I felt the most vibrant the first time I played the piano…okay,it was a keyboard,but tomato, tomahto I say.
The first time I played the piano(yes, I mean piano) I was 5 years old. My great aunt Gladys had signed me and my brother up for instrument lessons. I chose the piano because I remember the first time I saw one I thought it was the most elegant thing I ever saw. My brother chose guitar and I think he chose it because our school music teacher was a funny Jewish man named Mr.Wilde. The coplest thing about him, aside from his humorous nature was his guitar. He was a genius with that thing.
I dont remember how long I took lessons but I stopped after my great aunt died. That sucked so I gave up piano all together. But whenever I heard if there was a stirring and I would immeidately become distracted. And it affected my writing. The sounds of the keys made me write the truth.
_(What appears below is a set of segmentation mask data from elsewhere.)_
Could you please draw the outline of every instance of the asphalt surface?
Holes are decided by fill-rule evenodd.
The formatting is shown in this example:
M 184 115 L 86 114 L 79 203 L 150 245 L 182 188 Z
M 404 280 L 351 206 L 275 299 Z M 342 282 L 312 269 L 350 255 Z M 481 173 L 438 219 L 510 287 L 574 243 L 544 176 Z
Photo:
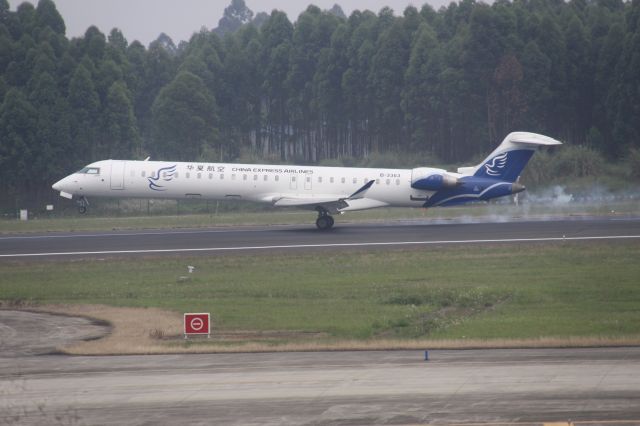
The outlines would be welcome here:
M 215 229 L 46 233 L 0 236 L 0 261 L 247 251 L 345 250 L 444 244 L 536 243 L 640 239 L 640 218 L 579 217 L 464 223 L 406 221 Z
M 0 424 L 640 424 L 640 348 L 442 350 L 429 358 L 3 351 Z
In high school, I took band as a sophmore. My best friend, Krissy, and I played the clarinet. I oassed the classed…barely. I was excited to be involved with music because my love of old school r and b was budding. In my senior year,I got to choose keyboard as my music elective. I knew the teacher from my days in the band so I was comfortable telking him that I hadnt played since my aunt’s death. He was pleasantly surprised and assured me I would do fine. He was right.
Months into instruction,most of my classmates still were unsure of how to place their hands,ehich notes were which,and were veru choppy when practicing a song. Not me. I loved to play all my practice songs well(though now I cant think of the names of any of the songs). My teacher even let me assist struggling students. That I didn’t care for because the music made me feel so alive. So…renewed and without worry. Every crisp up and rich doen of the keys became akin to my own heart beat. It spoke to my teen agnst and the rare monents of joy I felt then.But only when I was alone with the music did I feel that way. A bored and failing student wouldn’t understand.
I had a thought to try to learn the piano version of a song I really loved then, Being With You by Smokey Robinson. There was a Spring music festival at school but when I came up with my idea, it was Winter. I wanted to learn the song myself(relying only on what I had learned in 4 months),impress Mr.Thompson with it so much tghat he would beg me to perform at the festival. I never came close,y’all. YouTube wasn’t a thing so that was out. The written music looked like gibberish and I struggled. So, I gave up.
I haven’t given up wanting to learn to play Being With You via piano its just at that time,I got distracted with other things (read:boys). On my bucket list is this abandoned hobby but I hope to pursue it again real soon.